At about 130am last night, my phone rang. Someone I had been exchanging messages with on another gay dating site for a week decided to call, finally. After a short chat, I turned on the light, got changed and rode to his weekly apartment, a sort of apartment for short term rental from several weeks to few months. And in my case, four months to be exact.
Before leaving my apartment, I decided to put on a jacket. It wasn't that cold, but since I was stirred from my sleep which I'd gotten into just hours before and at 37 years old, I wouldn't want to take any risk and catch a cold. At 2am, I arrived at his doorstep. Three hours, an ejaculation and a massive amount of nipple play later, I was back in my apartment at 530 in the morning, but not before taking the wrong turn and ended up in an almost dark and empty alley which took me an extra 5 minutes to get back on the right track.
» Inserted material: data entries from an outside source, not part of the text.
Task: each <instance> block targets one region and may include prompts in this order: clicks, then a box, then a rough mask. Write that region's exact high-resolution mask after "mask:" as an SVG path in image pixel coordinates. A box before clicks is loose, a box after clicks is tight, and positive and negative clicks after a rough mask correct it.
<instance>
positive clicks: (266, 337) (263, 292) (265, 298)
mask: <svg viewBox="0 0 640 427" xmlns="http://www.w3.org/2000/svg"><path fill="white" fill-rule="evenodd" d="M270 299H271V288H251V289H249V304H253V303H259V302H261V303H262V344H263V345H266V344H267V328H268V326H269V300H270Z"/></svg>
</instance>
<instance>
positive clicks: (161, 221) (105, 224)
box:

I showered, slept and woke up two and a half hour later to go to work. After work, I bought a new 5-piece futon set for the apartment I was moving into, schlepped it all the way there, did some groceries shopping, made myself some yakisoba, chatted with a sexy Australian on skype, took a nap and woke up feeling extremely hungry and realized I am no longer young -- every old bones I have felt as if they were dislocating in me.
Midnight/early morning sex is for the 20s. At 37, sex at a more civilized hour would be more age-appropriate and healthier. What happened last night was, like that Elton John's song, "a sad sad situation, and it's getting more and more absurd." I won't deny that I'd had a good time last night, especially when he and I were talking and cuddling up. But, somehow, leaving his apartment at dawn, I also felt a wad like some guy named, probably Ricky or Ethan, whom you suddenly decide to call up one night out of horniness, at Dial-A-Butt-Hole. I felt cheap. and what made it worse was I wasn't even getting paid. It was mutual, remember? And I thought: Is this what I am still gonna do -- running around in empty cold streets at 2 in the morning for sex -- when I turn 50? It made me feel even more pathetic. I should have waited until more adult hours.
My Australian friend related a few past incidences that had turned him into a better man that he is today -- less critical, less bitchy and more fun to be with. Maybe what happened last night was a good thing after all. It makes me realize the kind of man I would allow myself to age into -- someone who understands that delayed gratification is a sign of maturity, someone who will not be out in the dark searching for sex, and definitely not someone by the name of Ricky or Ethan.